Melhor ainda, primeiro resolva o conflito israelense-palestino, e o resto irá acontecer (a Irlanda do Norte e a África do Sul podem mostrar o caminho)
[ por NAOMI CHAZAN | The Times of Israel | 20|02|2023 | traduzido pelo PAZ AGORA|BR www.pazagora.org ]>
Israel, como o presidente Isaac Herzog tão apropriadamente colocou em seu recente discurso aos cidadãos, “está à beira do colapso constitucional e social”.

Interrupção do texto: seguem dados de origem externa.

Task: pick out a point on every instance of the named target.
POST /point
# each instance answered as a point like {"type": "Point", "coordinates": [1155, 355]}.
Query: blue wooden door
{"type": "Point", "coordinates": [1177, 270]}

Sua prescrição, no entanto, fica muito aquém de abordar o escopo ou a gravidade da crise que ele descreve. O que é necessário hoje vai muito além dos limites de um compromisso estreito sobre questões judiciais entre líderes de partidos políticos. Exige uma iniciativa ousada, abrangente e inclusiva que aborde todos os aspectos do desafio atual, verdadeiramente existencial, de Israel.
Além do papel do Poder Judiciário, tal empreitada contém dimensões básicas estruturais, de regime, econômicas, sociais, identitárias, normativas, regionais e internacionais.
O formato sugerido pelo Presidente Herzog é inadequado para cumprir esta tarefa multifacetada.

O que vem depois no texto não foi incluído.